Read-through	Application reads from cache; if missing, fetches from main source and updates cache.
Write-around	Data is written only to storage, avoiding cache pollution.

Replacement Policies

When the cache is full, the system needs to decide which data to evict. Common policies include:

Policy	Description
LRU	Least Recently Used
LFU	Least Frequently Used
FIFO	First In, First Out
Random	Random item is removed
MRU	Most Recently Used (less common)

Cache Coherence

In multi-processor or multi-threaded systems, keeping multiple caches synchronized is essential. This is known as cache coherence.

Example scenario:

CPU 1 modifies variable X in its cache.
CPU 2 has a stale copy of X.
If coherence isn’t maintained, incorrect program behavior occurs.

Protocols like MESI (Modified, Exclusive, Shared, Invalid) help maintain coherence.

Distributed Caching

Used in large-scale systems where multiple servers need fast access to shared data.

Common Tools:

Redis: In-memory key-value store, highly popular.
Memcached: Lightweight distributed memory object caching system.
Hazelcast: Java-based distributed cache.
Ehcache: Java in-process cache.

Cache Invalidation

Keeping cache up-to-date is challenging.

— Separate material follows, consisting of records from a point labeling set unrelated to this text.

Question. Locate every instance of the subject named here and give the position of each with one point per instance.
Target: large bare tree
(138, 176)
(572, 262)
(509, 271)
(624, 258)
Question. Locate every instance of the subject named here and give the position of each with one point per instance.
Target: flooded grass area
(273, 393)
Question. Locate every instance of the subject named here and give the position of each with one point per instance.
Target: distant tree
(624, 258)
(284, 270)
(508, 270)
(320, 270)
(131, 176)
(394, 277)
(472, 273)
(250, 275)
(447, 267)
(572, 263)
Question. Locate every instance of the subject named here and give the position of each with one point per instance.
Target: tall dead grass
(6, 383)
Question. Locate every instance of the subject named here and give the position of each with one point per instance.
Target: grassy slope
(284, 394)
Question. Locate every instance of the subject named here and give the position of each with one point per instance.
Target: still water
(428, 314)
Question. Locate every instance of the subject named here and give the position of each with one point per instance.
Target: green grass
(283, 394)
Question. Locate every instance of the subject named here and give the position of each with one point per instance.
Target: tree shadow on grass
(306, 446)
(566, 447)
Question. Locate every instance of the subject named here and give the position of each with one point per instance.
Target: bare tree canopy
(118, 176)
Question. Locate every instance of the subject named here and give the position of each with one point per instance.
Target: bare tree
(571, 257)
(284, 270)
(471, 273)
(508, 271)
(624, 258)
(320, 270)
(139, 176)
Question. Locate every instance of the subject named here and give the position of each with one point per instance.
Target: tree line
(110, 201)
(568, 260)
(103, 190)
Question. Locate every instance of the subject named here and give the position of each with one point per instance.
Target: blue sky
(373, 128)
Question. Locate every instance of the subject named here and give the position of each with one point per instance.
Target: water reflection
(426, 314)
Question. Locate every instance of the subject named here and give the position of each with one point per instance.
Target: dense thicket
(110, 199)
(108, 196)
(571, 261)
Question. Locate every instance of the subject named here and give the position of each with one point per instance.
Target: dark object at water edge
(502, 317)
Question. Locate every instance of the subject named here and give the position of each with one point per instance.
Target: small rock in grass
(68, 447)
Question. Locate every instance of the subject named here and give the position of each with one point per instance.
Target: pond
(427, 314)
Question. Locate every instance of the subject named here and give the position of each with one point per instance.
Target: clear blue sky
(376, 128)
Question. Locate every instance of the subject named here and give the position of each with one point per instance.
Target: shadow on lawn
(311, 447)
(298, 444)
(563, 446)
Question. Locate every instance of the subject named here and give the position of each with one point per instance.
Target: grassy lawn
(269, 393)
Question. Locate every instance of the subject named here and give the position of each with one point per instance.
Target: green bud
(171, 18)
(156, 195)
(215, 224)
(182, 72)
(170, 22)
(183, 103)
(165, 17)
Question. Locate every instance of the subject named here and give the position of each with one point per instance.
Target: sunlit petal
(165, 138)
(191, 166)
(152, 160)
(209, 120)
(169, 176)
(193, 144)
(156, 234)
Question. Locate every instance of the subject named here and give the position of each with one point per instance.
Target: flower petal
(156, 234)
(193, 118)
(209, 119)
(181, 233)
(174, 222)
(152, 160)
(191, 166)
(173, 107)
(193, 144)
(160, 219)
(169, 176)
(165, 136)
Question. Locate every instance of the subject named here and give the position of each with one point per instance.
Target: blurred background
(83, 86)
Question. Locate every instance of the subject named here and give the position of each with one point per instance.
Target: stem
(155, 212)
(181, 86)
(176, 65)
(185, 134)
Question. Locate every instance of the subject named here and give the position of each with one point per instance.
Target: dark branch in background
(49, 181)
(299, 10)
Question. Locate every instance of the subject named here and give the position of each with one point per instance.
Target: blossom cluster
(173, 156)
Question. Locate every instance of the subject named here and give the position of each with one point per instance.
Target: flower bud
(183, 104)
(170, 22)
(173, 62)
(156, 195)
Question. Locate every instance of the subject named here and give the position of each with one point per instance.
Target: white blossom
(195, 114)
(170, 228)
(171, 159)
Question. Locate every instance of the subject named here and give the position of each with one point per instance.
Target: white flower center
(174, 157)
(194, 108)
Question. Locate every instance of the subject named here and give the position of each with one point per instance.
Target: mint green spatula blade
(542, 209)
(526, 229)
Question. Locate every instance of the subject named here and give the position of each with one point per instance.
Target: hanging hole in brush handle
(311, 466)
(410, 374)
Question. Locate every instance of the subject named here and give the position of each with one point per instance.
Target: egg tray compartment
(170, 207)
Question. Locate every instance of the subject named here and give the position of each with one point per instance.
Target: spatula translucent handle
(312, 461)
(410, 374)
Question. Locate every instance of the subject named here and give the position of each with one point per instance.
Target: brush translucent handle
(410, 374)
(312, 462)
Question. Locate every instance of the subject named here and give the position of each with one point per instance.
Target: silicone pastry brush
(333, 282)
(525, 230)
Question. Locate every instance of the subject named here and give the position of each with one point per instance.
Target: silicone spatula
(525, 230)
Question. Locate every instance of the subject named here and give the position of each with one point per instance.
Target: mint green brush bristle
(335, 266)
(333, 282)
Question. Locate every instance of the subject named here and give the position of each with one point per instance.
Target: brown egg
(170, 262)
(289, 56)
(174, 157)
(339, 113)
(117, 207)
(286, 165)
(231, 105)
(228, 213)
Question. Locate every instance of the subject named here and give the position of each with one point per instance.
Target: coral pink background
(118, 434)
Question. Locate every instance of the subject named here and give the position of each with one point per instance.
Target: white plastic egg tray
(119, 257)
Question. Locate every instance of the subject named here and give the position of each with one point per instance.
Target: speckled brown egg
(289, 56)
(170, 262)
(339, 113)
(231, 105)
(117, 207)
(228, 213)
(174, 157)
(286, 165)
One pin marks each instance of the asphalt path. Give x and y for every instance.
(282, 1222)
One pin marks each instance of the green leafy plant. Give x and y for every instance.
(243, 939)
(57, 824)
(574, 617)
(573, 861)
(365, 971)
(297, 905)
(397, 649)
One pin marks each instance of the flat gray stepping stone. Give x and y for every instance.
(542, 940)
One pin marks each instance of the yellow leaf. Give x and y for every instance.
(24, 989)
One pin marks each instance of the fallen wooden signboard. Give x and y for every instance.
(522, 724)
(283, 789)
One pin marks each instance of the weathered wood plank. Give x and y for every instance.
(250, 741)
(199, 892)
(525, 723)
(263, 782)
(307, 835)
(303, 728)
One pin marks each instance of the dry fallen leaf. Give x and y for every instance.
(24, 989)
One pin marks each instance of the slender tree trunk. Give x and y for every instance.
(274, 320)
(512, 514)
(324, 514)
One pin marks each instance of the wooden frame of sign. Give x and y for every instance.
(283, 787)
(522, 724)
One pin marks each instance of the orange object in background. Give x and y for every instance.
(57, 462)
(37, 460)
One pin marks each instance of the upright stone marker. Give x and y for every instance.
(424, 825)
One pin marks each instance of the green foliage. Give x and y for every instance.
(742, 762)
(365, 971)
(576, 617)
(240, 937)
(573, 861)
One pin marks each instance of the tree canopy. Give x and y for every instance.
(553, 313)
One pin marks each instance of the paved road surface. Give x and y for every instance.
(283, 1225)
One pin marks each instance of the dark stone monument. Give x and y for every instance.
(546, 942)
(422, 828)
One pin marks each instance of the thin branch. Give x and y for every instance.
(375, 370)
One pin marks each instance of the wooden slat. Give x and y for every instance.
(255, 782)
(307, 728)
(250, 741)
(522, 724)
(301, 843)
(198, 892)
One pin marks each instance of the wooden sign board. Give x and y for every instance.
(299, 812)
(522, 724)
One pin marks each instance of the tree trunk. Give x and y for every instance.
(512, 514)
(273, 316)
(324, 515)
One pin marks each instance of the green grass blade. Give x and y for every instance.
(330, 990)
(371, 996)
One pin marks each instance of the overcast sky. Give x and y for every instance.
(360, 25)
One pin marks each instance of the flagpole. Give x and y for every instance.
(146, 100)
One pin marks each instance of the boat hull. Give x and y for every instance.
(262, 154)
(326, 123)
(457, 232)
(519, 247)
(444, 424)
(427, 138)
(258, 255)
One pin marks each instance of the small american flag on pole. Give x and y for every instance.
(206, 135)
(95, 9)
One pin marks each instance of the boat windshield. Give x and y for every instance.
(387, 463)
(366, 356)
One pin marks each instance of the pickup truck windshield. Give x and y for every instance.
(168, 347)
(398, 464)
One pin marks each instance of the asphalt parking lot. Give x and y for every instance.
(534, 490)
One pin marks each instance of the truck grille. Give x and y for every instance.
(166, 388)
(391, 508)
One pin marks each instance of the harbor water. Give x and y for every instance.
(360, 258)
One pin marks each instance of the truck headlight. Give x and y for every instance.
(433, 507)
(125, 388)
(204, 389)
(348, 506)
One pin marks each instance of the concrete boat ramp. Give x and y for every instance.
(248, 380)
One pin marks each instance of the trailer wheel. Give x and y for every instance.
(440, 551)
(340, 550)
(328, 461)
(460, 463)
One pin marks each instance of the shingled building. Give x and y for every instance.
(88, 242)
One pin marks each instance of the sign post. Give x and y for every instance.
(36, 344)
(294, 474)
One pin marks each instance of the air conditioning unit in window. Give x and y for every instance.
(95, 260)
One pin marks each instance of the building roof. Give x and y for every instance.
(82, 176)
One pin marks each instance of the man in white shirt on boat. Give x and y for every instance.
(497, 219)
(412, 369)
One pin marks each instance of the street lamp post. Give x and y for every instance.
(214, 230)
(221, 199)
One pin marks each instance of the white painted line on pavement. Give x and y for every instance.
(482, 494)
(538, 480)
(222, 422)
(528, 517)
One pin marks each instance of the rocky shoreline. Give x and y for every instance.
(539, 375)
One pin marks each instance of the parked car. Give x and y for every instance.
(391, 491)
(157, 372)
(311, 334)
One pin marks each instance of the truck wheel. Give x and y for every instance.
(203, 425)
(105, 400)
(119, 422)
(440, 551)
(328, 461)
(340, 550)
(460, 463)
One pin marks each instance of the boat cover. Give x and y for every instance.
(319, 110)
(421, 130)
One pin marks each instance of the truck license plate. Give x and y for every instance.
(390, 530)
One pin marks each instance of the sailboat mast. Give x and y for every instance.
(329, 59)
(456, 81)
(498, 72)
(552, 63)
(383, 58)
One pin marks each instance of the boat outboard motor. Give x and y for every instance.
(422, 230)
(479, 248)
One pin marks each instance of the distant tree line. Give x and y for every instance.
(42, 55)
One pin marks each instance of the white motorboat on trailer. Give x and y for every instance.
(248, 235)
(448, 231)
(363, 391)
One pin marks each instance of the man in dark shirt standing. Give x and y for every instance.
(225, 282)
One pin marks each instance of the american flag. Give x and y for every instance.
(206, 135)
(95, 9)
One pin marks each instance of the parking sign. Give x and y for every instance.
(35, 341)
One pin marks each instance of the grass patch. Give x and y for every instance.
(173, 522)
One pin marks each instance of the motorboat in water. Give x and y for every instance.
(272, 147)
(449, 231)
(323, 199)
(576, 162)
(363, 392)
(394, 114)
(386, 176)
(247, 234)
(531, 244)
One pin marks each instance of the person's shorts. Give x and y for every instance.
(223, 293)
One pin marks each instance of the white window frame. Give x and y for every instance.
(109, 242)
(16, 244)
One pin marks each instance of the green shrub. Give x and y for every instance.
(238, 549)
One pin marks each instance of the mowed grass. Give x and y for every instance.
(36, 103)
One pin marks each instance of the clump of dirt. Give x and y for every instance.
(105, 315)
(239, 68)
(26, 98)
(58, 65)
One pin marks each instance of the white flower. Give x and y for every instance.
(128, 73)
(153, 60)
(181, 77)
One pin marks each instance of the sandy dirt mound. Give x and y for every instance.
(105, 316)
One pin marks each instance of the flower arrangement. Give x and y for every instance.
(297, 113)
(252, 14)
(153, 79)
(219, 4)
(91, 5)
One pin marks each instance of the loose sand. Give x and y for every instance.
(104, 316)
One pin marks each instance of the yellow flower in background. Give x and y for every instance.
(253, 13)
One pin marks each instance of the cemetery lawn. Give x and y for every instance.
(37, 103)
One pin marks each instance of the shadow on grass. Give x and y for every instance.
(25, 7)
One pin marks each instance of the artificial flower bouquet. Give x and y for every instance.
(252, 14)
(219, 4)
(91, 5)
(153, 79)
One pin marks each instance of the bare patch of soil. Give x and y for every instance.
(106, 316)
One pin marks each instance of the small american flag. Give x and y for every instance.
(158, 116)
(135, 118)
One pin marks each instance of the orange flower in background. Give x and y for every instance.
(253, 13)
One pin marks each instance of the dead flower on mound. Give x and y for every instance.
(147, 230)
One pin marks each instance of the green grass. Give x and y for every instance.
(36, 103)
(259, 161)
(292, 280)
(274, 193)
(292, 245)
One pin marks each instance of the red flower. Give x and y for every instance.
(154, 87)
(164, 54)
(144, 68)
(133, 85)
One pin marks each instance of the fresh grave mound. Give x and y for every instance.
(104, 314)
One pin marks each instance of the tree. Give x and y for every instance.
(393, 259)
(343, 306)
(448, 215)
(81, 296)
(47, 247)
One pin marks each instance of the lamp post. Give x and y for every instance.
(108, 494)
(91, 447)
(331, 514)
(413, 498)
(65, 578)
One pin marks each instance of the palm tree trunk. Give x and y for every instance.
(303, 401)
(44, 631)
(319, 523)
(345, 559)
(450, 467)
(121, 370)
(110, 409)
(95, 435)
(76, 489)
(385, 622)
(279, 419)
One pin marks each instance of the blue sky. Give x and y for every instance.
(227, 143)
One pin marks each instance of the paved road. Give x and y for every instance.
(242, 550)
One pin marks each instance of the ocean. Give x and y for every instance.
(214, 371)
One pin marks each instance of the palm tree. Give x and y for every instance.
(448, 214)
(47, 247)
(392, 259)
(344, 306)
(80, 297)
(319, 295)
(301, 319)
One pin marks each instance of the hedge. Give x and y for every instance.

Strategies include:

Time-based: Cache expires after a set TTL (time to live).
Event-based: Cache is invalidated when the underlying data changes.
Manual: Application explicitly deletes cache entry.

Cache invalidation is famously hard:

“There are only two hard things in Computer Science: cache invalidation, naming things, and off-by-one errors.” — Phil Karlton

Example: Web Page Caching (Python)

from functools import lru_cache

@lru_cache(maxsize=128)
def get_user_data(user_id):
    # Simulated slow function
    time.sleep(2)
    return db.query(user_id)

This decorates the function with a least-recently-used cache of 128 entries.

Performance Metrics

Metric	Description
Hit Rate	% of times data was found in the cache
Miss Rate	1 – Hit Rate
Eviction Count	How many entries have been removed
Latency	Time to serve from cache vs source
Throughput	How many requests served per second

Pros and Cons of Caching

✅ Pros

Reduces latency
Lowers backend load
Improves scalability
Enhances user experience

❌ Cons

Data staleness risk
Complexity in invalidation
Memory consumption
Risk of cache poisoning

Real-World Use Cases

Scenario	Cache Application
Web apps	Browser cache, CDN caching
E-commerce	Product listings, user sessions
Databases	Frequently accessed query results
APIs	Rate-limiting and throttling using cache
Operating Systems	File system caching, paging
Machine Learning	Caching preprocessed datasets

Advanced Concepts

1. Write Amplification

In storage systems, frequent writes to cache may lead to increased I/O on disks if not managed well.

2. Cache Stampede

Occurs when many clients simultaneously attempt to recompute a missing or expired cache item.

Mitigation Techniques:

Use mutex locks.
Introduce random TTLs.
Use stale-while-revalidate strategies.

3. Lazy vs Eager Caching

Lazy: Data cached only when requested.
Eager: Data prefetched into cache ahead of time.

Security Considerations

Cache Poisoning: Malicious data injected into cache.
Sensitive Data Leakage: Caching user-specific or confidential data without control.
Side-Channel Attacks: Exploiting cache behavior to infer sensitive information (e.g., Meltdown/Spectre).

Related Terms

Conclusion

Caching is a core performance optimization technique that powers everything from microprocessors to large-scale web applications. While simple in principle — store now, retrieve fast — caching introduces sophisticated design trade-offs around consistency, memory usage, and invalidation strategies. Whether it’s a browser serving a static image or a distributed Redis cluster powering real-time analytics, caching remains essential in designing responsive and efficient systems.